It’s up to Google to close this dangerous loophole.” Even if they eventually make good on that promise, abusers can still use Google tools to follow their victims everywhere else in the world. Paul added: “Google says it wants to protect women by removing abortion clinics from their location histories. Researchers have also pointed out that Reddit forums include posts from users who discuss how they discovered partners were cheating on them because they were logged in to their partner’s mobile phone via Gmail or other apps. We have a duty to warn people about how easy it is for someone to track them without their knowledge or consent.” The problem has only grown more urgent since then. Katie Paul, director of TTP, said: “Google was told that its own tools could be used for stalking nearly a year ago, and the company did nothing about it. Second, he said that his wife should have received an explicit warning that “someone else logged into on your phone”.Ĭontacted by the Guardian, Arntz said Google never responded to his issue report or to his blogpost, even though the blogpost received a lot of attention from privacy experts at the time it was published. In his case, as in TTP’s experiment, the Google timeline was enabled on his phone but not on his wife’s, so he noted that he should not have been able to receive the locations visited by her phone.
Under scrutiny android#
In that case, Arntz reported that he had inadvertently been able to “spy” on his wife’s whereabouts after he installed an app on his wife’s Android phone, which ultimately led him to receive updates on her location on his own phone.Īrntz said he submitted an issue report to Google with specific information about how he had obtained the location information, and made suggestions about how the company could take steps to protect users’ location data from inadvertently being shared.

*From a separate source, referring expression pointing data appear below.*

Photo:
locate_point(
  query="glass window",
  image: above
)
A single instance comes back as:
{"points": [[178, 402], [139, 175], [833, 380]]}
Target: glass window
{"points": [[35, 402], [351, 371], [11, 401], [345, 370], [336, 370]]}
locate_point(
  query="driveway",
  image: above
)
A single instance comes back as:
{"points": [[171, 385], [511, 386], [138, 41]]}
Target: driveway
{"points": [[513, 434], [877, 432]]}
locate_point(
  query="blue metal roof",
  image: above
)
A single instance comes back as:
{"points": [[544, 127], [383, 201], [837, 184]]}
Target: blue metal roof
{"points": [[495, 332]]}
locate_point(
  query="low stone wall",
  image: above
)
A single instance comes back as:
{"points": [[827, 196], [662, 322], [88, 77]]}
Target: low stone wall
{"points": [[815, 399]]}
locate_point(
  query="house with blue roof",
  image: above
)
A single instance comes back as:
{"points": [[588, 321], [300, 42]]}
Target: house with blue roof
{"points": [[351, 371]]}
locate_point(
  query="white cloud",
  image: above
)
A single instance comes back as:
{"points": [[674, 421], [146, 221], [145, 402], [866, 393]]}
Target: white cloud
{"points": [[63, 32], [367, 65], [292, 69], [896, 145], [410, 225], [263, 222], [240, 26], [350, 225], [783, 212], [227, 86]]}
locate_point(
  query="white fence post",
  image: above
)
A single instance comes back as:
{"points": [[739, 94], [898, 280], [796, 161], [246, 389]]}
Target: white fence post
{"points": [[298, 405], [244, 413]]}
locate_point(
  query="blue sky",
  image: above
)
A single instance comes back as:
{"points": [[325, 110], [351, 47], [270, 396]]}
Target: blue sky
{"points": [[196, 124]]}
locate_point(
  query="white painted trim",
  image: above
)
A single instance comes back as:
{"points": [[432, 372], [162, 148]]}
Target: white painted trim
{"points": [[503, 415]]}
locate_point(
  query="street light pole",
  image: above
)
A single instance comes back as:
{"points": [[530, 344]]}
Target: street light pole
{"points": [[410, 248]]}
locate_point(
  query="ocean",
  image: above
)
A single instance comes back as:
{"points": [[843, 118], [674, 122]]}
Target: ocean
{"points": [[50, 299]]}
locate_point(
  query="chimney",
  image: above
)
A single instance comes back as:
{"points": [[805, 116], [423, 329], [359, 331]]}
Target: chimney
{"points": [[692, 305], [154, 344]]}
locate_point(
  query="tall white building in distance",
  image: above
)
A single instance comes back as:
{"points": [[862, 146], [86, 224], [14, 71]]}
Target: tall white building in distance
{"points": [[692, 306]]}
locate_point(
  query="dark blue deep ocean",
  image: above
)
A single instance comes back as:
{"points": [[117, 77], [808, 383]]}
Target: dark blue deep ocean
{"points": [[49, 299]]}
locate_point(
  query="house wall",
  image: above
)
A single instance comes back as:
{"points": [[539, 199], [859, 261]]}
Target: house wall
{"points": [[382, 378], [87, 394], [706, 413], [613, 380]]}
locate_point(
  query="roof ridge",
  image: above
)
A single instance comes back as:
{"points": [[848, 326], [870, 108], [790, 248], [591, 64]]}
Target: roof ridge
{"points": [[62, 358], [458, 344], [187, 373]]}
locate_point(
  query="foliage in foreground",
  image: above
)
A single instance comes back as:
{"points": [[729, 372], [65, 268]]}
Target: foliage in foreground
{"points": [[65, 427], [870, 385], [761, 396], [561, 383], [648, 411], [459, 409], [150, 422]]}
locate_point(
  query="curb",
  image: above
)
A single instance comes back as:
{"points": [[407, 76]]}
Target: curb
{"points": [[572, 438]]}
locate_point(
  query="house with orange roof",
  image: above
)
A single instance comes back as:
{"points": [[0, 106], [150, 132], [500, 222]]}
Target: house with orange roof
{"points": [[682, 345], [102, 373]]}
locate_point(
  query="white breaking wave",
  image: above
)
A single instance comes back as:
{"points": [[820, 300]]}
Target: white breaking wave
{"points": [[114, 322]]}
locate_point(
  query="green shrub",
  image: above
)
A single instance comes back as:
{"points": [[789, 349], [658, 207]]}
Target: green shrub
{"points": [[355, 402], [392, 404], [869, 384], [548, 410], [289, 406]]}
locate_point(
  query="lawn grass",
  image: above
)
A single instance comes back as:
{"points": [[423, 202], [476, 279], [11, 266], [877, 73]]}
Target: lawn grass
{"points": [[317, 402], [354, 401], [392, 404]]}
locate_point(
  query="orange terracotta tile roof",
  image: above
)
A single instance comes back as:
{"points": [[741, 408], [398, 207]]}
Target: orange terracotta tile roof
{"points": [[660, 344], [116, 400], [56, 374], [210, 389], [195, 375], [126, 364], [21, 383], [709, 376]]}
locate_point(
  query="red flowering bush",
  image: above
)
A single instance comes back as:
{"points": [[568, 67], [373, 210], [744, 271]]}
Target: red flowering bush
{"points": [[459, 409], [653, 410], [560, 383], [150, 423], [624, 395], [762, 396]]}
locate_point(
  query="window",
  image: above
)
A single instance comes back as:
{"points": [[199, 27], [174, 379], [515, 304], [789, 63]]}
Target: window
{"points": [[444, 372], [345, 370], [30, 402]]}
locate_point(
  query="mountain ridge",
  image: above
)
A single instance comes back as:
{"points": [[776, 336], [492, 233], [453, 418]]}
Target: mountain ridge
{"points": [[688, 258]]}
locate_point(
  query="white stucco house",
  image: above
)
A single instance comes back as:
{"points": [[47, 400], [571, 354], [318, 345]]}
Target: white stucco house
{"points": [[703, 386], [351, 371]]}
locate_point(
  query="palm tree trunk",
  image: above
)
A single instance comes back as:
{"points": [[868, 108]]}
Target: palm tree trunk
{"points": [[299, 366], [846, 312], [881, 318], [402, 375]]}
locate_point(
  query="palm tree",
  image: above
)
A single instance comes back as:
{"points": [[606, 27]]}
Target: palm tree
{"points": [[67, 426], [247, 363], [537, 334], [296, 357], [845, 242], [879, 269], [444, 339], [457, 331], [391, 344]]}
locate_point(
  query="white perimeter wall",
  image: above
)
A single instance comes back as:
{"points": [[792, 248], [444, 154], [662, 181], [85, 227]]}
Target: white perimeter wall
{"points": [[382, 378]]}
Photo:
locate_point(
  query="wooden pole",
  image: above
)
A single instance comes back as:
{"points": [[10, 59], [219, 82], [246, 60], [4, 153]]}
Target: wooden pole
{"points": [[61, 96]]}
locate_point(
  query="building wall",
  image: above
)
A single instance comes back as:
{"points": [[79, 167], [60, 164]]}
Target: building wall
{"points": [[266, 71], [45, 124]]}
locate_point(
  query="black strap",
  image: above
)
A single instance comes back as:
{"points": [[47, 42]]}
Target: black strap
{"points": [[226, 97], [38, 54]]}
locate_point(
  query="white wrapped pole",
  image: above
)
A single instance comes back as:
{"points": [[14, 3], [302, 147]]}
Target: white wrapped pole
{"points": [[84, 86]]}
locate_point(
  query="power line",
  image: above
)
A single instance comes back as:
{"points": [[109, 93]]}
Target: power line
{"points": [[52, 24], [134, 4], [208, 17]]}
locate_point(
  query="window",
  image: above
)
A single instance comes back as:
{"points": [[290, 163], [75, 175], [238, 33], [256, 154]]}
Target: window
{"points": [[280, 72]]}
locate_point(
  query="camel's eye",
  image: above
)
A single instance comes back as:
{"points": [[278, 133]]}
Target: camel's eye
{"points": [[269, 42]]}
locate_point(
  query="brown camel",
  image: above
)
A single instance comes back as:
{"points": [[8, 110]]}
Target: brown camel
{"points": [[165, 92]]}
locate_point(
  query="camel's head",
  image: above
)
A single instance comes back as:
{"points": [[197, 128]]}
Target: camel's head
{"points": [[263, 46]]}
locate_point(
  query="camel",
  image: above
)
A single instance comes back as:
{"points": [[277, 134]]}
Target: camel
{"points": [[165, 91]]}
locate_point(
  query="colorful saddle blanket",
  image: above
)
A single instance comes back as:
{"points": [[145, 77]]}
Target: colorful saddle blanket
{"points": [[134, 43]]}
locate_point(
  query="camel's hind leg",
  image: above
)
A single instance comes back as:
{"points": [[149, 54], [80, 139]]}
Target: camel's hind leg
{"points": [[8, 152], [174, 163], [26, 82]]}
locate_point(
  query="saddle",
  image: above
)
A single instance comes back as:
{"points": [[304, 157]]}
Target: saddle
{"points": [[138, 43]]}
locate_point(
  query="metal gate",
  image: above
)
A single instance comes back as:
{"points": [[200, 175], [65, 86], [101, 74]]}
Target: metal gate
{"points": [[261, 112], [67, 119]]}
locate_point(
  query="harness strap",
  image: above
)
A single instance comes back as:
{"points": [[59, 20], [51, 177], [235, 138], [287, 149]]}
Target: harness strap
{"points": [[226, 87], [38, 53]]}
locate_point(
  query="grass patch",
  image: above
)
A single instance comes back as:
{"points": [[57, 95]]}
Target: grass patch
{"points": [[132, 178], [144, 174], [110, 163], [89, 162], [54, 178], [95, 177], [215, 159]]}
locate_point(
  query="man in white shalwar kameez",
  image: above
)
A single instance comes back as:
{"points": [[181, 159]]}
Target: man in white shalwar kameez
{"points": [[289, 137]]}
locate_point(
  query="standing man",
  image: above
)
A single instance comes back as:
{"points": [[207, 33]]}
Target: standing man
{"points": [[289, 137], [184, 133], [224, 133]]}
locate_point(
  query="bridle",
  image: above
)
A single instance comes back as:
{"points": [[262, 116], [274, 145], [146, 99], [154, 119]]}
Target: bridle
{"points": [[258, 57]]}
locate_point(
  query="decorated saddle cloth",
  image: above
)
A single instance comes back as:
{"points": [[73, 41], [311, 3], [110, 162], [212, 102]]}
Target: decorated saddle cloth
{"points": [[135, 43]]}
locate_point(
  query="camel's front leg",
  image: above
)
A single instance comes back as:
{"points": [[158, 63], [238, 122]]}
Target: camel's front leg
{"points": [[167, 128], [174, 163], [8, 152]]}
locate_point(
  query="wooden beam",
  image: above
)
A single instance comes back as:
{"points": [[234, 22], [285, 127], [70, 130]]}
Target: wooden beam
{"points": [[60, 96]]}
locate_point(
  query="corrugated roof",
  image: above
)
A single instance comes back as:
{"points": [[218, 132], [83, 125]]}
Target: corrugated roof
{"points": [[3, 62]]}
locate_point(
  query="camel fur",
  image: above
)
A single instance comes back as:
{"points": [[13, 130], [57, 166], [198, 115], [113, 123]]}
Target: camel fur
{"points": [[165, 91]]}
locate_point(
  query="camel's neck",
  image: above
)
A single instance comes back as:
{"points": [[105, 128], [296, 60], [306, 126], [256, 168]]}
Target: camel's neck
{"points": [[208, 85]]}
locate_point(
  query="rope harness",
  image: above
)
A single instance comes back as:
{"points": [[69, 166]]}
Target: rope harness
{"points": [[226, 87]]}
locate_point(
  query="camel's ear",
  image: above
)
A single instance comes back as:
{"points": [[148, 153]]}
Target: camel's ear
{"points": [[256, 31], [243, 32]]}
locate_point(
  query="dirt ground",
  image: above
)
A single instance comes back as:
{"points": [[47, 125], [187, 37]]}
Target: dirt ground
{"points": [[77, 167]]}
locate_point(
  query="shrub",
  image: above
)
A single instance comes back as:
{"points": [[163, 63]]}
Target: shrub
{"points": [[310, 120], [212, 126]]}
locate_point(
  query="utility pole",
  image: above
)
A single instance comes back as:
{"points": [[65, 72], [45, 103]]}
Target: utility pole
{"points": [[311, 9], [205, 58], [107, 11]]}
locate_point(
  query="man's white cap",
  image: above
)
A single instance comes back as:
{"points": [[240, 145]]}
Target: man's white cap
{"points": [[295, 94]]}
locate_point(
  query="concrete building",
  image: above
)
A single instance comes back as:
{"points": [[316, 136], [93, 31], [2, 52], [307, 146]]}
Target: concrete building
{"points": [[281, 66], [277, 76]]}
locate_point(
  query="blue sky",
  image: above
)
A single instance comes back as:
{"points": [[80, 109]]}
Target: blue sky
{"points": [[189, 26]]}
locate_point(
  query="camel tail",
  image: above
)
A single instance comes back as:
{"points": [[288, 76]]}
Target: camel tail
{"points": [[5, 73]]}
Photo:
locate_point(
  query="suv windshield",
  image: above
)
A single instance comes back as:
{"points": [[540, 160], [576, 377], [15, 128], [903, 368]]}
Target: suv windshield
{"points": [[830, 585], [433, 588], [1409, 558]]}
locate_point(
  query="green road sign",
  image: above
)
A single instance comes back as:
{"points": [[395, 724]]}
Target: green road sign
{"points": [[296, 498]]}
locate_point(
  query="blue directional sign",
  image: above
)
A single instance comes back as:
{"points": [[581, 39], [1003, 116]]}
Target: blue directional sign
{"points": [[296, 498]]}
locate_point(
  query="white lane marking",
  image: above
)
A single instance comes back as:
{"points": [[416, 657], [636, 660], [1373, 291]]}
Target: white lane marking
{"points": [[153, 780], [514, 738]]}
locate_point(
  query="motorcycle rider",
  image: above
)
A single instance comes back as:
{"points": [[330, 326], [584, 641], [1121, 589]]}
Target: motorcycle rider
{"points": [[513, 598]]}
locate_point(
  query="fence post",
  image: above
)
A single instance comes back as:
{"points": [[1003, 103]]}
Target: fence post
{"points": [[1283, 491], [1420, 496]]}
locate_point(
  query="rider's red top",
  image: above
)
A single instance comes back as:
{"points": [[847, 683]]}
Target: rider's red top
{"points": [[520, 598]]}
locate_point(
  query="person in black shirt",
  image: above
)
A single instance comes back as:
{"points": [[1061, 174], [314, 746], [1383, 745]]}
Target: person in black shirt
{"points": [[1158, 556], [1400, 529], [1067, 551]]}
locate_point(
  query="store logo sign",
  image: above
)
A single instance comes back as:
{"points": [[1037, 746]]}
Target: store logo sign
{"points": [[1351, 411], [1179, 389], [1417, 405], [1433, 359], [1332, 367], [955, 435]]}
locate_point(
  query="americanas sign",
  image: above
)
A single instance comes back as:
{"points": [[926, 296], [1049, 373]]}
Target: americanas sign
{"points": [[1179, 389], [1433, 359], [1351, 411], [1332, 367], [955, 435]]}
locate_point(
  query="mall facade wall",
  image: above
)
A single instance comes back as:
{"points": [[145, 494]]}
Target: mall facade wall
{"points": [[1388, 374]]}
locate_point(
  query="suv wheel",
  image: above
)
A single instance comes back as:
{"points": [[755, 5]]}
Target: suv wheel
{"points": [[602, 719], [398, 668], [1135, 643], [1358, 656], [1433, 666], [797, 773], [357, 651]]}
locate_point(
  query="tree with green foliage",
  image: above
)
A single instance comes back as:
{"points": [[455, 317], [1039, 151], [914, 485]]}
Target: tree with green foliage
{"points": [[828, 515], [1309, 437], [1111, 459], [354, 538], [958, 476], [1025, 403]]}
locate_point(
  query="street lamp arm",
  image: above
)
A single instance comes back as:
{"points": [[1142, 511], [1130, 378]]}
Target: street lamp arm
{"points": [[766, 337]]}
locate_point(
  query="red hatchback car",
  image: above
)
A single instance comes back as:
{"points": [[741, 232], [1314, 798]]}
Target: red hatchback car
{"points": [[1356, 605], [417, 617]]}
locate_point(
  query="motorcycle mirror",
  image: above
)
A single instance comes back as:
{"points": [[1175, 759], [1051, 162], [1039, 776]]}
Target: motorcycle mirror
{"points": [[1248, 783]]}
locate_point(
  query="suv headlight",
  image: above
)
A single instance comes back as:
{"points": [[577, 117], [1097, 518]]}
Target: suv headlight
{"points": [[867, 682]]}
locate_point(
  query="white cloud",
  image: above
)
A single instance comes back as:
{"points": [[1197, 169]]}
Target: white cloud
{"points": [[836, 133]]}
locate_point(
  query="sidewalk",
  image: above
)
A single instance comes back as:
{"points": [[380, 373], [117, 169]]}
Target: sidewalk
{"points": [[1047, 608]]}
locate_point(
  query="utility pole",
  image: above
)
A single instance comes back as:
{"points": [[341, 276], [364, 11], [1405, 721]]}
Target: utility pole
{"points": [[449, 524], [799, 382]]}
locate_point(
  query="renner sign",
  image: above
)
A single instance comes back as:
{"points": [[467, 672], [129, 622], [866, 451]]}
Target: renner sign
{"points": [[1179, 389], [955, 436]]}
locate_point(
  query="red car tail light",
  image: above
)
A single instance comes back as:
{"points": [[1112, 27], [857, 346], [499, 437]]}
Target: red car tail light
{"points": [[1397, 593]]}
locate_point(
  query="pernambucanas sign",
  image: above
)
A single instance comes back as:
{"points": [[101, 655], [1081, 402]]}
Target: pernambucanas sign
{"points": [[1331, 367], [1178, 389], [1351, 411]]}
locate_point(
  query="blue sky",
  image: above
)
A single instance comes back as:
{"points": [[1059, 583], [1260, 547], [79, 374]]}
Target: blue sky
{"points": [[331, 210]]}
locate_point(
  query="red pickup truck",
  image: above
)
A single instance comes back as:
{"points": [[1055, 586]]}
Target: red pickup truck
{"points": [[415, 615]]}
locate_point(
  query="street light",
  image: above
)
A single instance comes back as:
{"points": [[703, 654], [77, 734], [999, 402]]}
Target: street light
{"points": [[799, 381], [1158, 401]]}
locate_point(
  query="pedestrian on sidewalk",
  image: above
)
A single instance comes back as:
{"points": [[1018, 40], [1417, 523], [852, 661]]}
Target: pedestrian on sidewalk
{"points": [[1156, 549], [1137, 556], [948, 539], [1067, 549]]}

TTP’s experiment replicated a similar finding that was published by a respected malware intelligence researcher, Pieter Arntz, on his blog in 2021.
“When TTP took a phone to an abortion clinic, the clinic’s exact location remained in Google’s location history for more than a week, suggesting that either Google has not yet implemented these changes or the company’s system for detecting and removing sensitive locations is faulty.” TTP said: “It is unclear how Google plans to implement these policies, and how long sensitive locations will remain on users’ location timelines before the tech giant deletes them.
Under scrutiny full#
A full week later, the clinic location remained in Google’s location history when viewed on the perpetrator’s phone and in a desktop browser. The route and time spent in the Planned Parenthood clinic was also viewable to the perpetrator via the Google Maps app on the perpetrator’s phone. In this case, the victim’s location history was turned off, but the perpetrator’s was enabled. Second, the same experiment showed that the victim’s visit to an abortion clinic, a Washington-based Planned Parenthood, was visible to the perpetrator and was not automatically deleted. First, if an Android user (described as a “perpetrator”) could get access to another user’s phone (described as a “victim”) and log into their own account using a Google app on the victim’s device, such as Google Play, the location history of the victim would then be visible to the perpetrator, without the victim being given any clear warning that they could be tracked.
In a report published on Thursday, TTP researchers made two findings after an experiment using two new Android phones. The supreme court’s decision to overturn Roe v Wade, the landmark ruling that ensured women had a federally protected right to get an abortion, has prompted concerns among privacy advocates about data collection policies that could be used to track women by their intimate partners or by law enforcement agencies in the event she was seeking access to an abortion.